Apollo operates 18 screens in Biel, Neuchatel and La Chaux-de-Fonds with a mix of mainstream and arthouse, but the chain’s director Edna Epelbaum promised that the Quinnie cinemas’ specific profile with arthouse titles in subtitled original versions would be preserved. ¨People will look in vain for films like Transformers, Battleship or Horrible Bosses in the Quinnie cinemas,¨ she declared.

German series go international

With the Berlinale casting a spotlight on quality TV fare, Bavaria Film has joined forces this year with TOP: Talente to hold a panel discussion during the festival on February 9.

Producers Rola Bauer (Tandem) and Ronald Mühlfellner (Bavaria Fernsehproduktion), public broadcaster Alexander Coridaß (ZDF), director Christoph Schrewe (Borgia), Anke Greifeneder (senior executive producer, Turner Broadcasting System), and Philipp Steffens (head of fiction, RTL) will give their views about what is needed for German series to have success internationally.

Life after cinema for children’s films

The business models developed by Austria’s VoD platform Flimmit and the EuroVoD network will be the subject of this year’s KIDS Regio Berlinale Meeting Point on February 7.

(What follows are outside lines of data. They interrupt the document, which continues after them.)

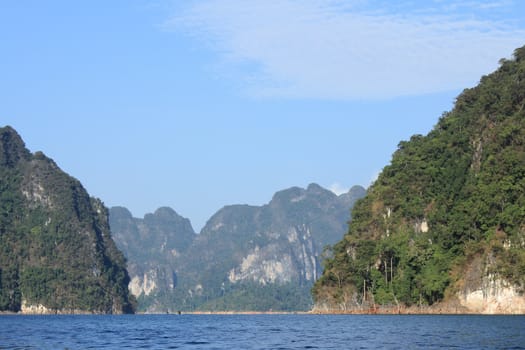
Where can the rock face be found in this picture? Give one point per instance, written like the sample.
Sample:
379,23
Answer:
153,245
444,224
245,258
56,251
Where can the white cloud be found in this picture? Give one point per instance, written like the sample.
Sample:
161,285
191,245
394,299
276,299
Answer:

Karin Haager & Uli Müller-Uri, Flimmit’s CEO, will explain the role children’s film plays for their platform, while Dragoslav Zachariev, International Relations Manager of France’s UniverCiné and General Secretary of EuroVod, France, is expected to provide insights into the work of a digital aggregator.

In addition, Juliette Jansen, project manager for a new European children’s film catalogue for educational screenings curated by Cinekid, will give an update on how the films were chosen and speak about the challenges regarding rights issues for several European territories and languages.